Dans la comédie de mœurs venimeuse, difficile d'oublier le dessinateur-réalisateur Gérard Lauzier et, plus particulièrement, sa grande oeuvre La tête dans le sac. Réac, méchant, cracheur dans la soupe... oui, Lauzier est un peu tout cela à la fois, à quoi cela servirait-il de le nier puisque cette mauvaise bile fait son charme ? Quand il tient un fil, il ne le lâche pas. Lauzier jubile en racontant la trajectoire de Guy Marchand, publicitaire empêtré dans une histoire d'amour exténuante avec une jeunette, sur fond de Palace et de « branchés ». Réglons nos montres : il n'est pas question dans ces lignes de chiquer au post-moderne en déterrant des soi-disant « trésors cachés », stupide réflexe d'une génération qui n'a même pas épuisé les véritables pépites officielles. Non, il s'agit de parler de certains films qui ont conservé leur tenue d'origine, leur qualité et qui n'ont pas franchement connu de successeurs. La tête dans le sac en fait partie. Le vitriol que Lauzier déverse sur les idéaux de 1968 n'est pas très loin de certaines pages écrites par Michel Houellebecq quelques années plus tard. Au fond, les deux hommes disent, chacun à leur façon, un peu la même chose : à force d'avoir l'air cool, on a l'air con.

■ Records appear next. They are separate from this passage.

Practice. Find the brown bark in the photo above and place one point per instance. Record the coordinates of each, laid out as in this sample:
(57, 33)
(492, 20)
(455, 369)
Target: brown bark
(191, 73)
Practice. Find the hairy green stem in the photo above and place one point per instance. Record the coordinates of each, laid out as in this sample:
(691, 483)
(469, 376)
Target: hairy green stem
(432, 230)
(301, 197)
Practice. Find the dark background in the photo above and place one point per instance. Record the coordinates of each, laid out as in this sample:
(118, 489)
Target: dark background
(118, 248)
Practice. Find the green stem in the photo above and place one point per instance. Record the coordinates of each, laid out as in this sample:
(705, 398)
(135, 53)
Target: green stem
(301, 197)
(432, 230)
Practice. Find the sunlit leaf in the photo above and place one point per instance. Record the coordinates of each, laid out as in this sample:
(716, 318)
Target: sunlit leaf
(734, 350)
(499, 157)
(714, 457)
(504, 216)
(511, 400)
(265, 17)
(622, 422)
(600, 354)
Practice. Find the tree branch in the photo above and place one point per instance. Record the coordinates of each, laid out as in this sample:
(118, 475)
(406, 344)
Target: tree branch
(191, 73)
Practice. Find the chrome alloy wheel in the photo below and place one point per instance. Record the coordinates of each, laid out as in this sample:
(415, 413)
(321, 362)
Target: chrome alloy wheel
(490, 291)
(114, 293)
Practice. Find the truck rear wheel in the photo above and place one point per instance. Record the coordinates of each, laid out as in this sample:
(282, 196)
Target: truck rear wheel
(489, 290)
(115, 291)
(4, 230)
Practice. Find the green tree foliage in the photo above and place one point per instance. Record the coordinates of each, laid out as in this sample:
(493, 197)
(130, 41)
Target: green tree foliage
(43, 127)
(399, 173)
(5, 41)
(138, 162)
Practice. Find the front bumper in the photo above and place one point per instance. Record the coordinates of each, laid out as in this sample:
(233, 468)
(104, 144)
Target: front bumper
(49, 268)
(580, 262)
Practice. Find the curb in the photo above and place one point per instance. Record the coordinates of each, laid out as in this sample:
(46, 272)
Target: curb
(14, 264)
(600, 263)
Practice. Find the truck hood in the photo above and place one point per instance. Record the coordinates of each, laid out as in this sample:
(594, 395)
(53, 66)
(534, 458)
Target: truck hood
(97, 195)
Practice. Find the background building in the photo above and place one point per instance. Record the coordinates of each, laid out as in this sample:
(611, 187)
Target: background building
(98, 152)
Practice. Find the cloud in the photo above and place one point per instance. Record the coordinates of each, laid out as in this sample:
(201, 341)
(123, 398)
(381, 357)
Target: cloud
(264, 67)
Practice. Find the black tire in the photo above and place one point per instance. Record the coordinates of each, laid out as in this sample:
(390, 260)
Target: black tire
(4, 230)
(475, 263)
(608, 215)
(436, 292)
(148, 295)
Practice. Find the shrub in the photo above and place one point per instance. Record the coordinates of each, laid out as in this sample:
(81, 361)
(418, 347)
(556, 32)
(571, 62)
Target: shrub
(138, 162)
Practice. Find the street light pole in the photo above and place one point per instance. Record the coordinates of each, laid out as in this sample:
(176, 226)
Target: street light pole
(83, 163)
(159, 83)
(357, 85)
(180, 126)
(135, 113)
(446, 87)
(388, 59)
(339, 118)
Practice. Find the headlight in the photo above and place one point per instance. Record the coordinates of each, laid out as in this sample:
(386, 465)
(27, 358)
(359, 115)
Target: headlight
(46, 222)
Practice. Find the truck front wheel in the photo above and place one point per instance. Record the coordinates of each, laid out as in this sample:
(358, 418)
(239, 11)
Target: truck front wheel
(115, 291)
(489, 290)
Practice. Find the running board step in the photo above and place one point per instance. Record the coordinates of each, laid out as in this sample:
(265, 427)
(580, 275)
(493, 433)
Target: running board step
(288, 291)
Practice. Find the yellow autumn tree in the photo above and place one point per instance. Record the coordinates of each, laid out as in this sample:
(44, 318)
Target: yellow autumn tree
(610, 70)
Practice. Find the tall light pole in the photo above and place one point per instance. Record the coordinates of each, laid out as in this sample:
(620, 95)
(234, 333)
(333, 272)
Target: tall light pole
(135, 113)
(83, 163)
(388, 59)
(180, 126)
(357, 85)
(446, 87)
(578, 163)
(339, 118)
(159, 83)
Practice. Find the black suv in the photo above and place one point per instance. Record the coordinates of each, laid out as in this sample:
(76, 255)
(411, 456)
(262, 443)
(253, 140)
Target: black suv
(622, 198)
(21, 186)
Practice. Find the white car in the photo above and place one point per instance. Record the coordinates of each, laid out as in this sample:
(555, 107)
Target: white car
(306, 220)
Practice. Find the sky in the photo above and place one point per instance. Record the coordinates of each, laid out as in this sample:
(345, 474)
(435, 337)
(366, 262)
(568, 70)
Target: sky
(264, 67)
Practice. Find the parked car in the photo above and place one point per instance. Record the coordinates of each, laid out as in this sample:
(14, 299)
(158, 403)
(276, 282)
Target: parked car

Lauzier a mis en boîte un autre bon film, succès de box-office : T'empêche tout le monde de dormir. Ou comment un glandeur installé Gare du nord décide de trouver un appartement en baisant des filles. C'est surtout l'occasion de revenir sur l'acteur comique que fut Daniel Auteuil. Dans ce film, Auteuil crée un personnage d'oisif sans attache, sans responsabilité, draguant avec succès et bonne humeur malgré une gueule moyenne. Lauzier et lui créent une sorte d'éternel masculin : un type qui se fout absolument de tout et à qui cela réussit un moment. Avec Auteuil, l'inaction et l'action aboutissent au même point : intemporelle philosophie mâle de l'existence.
Lauzier ne se contente pas de tirer à boulets rouges et met aussi dans ce personnage certains de ses travers. Dans T'empêche tout le monde de dormir, par exemple, Auteuil joue l'aventurier, drague en parlant de ses séjours au Brésil « pauvre dans une Favela. Et là, j'ai rencontré une femme sublime, folle de moi. » Quand on sait que Lauzier a vécu plusieurs années au Brésil, facile de deviner l'autodérision derrière le dialogue d'Auteuil.
Tout au long de ces films, on croit entendre le réalisateur ricaner. Aujourd'hui, la moindre comédie générationnelle nous fait la leçon dès le deuxième plan. Plus insupportable encore, ces films regrettent leurs égarements, leur méchanceté et noient, pour se racheter, l'histoire dans une « douceur » généralisée. La comédie française contemporaine s'est tournée vers le cinéma indépendant américain des années 90-2000, le ton Sundance, la mièvrerie « colle-aux-noix » de Little miss sunshine ou de l'abominable Juno. Dommage.